Gergana Peycheva

Personal information
- Born: 30 July 2003 (age 22)

Chess career
- Country: Bulgaria
- Title: FIDE Master (2018) Woman International Master (2020)
- Peak rating: 2348 (November 2021)

= Gergana Peycheva =

Bulgarian chess player (born 2003)

Gergana Peycheva (Гергана Пейчева; born 30 July 2003) is a Bulgarian chess player who holds the titles of FIDE Master (FM, 2018) and Woman International Master (WIM, 2020).

== Biography ==
Gergana Peycheva played for Bulgaria in European Youth Chess Championships and World Youth Chess Championships.
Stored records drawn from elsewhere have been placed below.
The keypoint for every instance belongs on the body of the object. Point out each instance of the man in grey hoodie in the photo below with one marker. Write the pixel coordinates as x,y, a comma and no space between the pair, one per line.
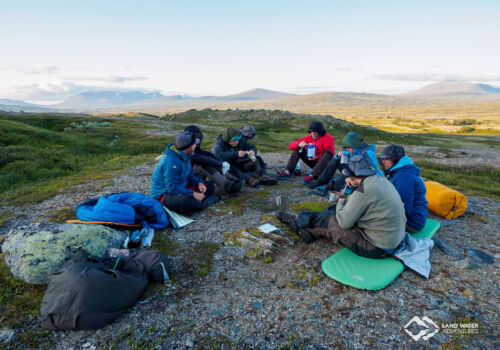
370,221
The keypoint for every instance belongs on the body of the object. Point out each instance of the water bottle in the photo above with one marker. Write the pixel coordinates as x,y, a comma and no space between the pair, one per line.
297,171
311,150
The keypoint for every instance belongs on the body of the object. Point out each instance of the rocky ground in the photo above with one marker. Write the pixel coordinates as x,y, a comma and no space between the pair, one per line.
233,301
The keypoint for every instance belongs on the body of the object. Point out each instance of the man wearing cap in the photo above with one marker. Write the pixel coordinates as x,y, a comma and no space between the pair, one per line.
352,144
248,132
315,149
370,222
174,183
405,176
231,147
208,165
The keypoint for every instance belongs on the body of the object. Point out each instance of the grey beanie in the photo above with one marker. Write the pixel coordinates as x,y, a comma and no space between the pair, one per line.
248,131
358,165
393,152
184,139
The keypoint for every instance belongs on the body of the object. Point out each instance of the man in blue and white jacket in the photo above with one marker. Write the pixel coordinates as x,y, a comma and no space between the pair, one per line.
174,183
405,176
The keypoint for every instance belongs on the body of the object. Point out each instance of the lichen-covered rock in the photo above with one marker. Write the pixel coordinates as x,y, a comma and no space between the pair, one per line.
36,251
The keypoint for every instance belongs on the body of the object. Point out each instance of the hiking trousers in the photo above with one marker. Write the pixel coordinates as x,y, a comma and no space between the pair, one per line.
325,224
316,165
186,203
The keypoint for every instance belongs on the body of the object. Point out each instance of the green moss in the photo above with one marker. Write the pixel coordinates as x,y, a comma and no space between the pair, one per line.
58,215
37,338
284,228
310,206
19,301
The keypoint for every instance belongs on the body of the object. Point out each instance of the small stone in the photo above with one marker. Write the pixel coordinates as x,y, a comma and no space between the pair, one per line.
459,299
480,256
258,306
6,335
468,292
447,248
461,264
448,222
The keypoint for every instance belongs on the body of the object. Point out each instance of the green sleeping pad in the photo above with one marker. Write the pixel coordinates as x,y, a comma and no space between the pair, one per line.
371,274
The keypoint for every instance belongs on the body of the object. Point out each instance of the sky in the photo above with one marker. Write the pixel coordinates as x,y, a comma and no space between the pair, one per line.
50,50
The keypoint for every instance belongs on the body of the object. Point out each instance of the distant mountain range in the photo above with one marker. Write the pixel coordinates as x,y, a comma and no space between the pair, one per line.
137,101
455,88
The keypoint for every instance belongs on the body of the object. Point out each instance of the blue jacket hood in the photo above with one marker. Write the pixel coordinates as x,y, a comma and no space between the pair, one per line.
405,164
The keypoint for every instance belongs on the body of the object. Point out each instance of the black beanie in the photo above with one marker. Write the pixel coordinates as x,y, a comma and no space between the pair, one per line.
184,139
195,130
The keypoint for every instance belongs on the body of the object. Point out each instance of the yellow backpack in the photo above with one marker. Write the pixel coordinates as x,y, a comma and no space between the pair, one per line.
444,201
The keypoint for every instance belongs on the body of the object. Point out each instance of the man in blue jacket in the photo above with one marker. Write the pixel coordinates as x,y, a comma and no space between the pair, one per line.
405,176
207,165
174,183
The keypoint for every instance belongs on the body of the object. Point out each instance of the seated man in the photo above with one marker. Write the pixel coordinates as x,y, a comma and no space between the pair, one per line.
174,183
320,143
370,222
405,176
234,149
248,132
208,165
352,144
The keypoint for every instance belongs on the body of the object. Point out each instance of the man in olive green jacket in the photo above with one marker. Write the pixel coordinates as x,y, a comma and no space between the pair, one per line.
370,222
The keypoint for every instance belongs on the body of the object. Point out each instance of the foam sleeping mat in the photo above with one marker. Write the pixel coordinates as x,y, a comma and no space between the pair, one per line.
371,274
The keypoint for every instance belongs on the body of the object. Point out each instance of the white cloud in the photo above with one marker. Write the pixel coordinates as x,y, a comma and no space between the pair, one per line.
109,79
54,91
482,17
430,76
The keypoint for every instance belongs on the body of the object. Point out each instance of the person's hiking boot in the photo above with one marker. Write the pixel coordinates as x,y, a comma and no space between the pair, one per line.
312,184
252,181
308,180
283,176
211,200
267,180
288,219
231,187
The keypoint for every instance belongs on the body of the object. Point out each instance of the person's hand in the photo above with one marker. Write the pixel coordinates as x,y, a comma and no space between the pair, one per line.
225,167
199,196
202,187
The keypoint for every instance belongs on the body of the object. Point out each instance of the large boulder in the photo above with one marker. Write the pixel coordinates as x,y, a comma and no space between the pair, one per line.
34,252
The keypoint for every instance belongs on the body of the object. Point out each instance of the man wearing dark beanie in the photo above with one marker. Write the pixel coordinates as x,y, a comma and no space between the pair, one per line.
315,149
174,183
208,165
231,147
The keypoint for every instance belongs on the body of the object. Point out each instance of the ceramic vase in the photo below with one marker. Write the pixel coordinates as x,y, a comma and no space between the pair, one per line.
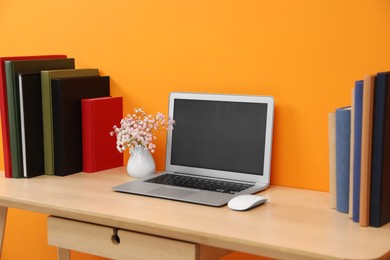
141,163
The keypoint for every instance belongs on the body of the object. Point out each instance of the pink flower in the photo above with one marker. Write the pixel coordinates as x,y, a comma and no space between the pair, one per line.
139,129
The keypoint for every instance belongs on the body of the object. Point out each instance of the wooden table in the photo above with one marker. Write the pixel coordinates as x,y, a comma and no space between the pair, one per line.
294,224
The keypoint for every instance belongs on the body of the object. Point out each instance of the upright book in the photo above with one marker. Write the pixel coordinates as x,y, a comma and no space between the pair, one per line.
343,135
4,107
332,158
365,164
99,115
46,77
67,133
31,124
12,68
357,151
380,167
352,138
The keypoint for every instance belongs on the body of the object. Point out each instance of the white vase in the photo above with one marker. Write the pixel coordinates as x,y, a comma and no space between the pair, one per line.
141,163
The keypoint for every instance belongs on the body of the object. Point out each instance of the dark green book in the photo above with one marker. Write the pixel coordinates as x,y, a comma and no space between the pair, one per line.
46,77
12,69
31,124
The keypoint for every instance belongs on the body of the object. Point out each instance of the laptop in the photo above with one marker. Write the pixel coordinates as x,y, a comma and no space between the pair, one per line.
220,148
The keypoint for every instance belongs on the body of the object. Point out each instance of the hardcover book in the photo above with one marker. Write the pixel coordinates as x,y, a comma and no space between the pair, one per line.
350,204
365,170
12,68
343,135
380,167
4,107
332,158
357,151
46,77
67,132
99,115
31,124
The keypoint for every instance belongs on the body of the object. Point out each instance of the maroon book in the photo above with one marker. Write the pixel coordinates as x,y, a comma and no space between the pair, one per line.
99,115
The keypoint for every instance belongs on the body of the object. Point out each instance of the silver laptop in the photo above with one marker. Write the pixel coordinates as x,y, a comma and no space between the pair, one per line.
219,148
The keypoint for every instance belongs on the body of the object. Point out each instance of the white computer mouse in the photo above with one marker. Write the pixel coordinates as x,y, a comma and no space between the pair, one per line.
245,202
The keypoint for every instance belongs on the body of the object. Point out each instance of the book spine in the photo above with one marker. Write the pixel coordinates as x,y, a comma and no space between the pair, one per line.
47,116
22,127
365,175
358,101
57,128
4,122
343,132
87,134
13,121
352,147
332,158
377,148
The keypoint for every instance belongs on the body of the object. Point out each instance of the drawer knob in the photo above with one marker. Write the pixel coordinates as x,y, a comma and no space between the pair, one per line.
115,238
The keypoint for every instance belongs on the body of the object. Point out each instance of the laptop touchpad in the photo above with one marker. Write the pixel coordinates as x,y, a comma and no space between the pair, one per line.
172,192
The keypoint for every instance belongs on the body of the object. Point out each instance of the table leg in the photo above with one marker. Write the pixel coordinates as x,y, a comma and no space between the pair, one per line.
3,218
63,254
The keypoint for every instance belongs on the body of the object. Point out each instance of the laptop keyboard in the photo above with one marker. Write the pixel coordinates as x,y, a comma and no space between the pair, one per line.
200,183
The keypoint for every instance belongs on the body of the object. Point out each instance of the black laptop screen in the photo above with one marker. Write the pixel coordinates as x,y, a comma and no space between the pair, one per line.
219,135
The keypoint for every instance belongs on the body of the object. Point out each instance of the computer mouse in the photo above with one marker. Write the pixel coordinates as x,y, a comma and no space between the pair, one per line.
245,202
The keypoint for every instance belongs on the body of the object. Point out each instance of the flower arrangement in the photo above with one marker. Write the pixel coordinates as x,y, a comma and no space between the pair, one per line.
139,129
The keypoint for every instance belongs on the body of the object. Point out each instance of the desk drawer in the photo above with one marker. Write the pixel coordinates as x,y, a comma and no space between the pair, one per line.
113,243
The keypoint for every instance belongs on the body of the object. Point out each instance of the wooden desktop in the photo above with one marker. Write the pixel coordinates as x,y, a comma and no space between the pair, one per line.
86,215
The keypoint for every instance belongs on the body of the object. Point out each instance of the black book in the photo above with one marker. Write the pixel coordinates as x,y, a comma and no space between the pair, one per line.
380,171
13,68
31,124
67,128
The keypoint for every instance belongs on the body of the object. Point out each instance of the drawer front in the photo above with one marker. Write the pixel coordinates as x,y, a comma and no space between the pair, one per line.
113,243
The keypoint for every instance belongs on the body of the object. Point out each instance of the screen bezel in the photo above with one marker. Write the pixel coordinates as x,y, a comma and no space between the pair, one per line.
263,179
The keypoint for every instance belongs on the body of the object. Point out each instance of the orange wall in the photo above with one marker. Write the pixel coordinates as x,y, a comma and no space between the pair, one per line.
307,54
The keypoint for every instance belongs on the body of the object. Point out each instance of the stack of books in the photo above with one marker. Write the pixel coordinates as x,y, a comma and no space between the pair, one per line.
41,111
359,153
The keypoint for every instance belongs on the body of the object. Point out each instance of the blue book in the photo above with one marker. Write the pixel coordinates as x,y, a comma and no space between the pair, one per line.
379,183
343,141
357,153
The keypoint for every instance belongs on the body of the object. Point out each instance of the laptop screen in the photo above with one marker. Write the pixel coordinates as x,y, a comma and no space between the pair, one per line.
220,135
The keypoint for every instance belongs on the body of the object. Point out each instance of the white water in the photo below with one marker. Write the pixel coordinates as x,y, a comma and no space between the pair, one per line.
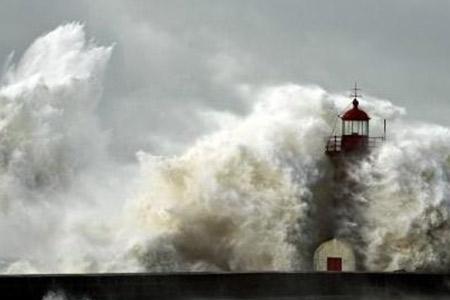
239,199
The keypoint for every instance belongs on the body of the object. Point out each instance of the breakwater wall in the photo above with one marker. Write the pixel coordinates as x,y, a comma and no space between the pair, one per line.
267,285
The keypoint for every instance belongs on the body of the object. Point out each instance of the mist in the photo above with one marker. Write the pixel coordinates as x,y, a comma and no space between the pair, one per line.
240,197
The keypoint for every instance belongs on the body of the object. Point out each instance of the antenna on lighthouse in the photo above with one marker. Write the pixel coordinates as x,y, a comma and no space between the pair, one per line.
355,90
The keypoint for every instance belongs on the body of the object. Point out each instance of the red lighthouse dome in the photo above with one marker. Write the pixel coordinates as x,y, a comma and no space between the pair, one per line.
354,136
355,114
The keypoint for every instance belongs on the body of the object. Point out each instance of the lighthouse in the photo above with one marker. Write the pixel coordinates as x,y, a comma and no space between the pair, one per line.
334,252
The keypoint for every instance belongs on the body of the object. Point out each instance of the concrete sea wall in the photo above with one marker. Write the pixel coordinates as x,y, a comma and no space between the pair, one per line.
229,286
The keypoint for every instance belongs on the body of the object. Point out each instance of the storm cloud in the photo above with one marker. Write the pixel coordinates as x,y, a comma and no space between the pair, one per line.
175,61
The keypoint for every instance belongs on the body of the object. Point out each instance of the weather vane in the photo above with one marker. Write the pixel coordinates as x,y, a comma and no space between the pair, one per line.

In 2014 Gergana Peycheva won European School Chess Championships in G11 age group.

Gergana Peycheva twice won Bulgarian Women's Rapid Chess Championships: 2019 and 2022.

Gergana Peycheva played for Bulgaria in the Women's Chess Olympiad:
- In 2022, at second board in the 44th Chess Olympiad (women) in Chennai (+3, =5, -1).

In 2018, she was awarded the FIDE Master (FM) title and received the FIDE Women International Master (WIM) title two years later. Also Gergana Peycheva is a FIDE Instructor (2020).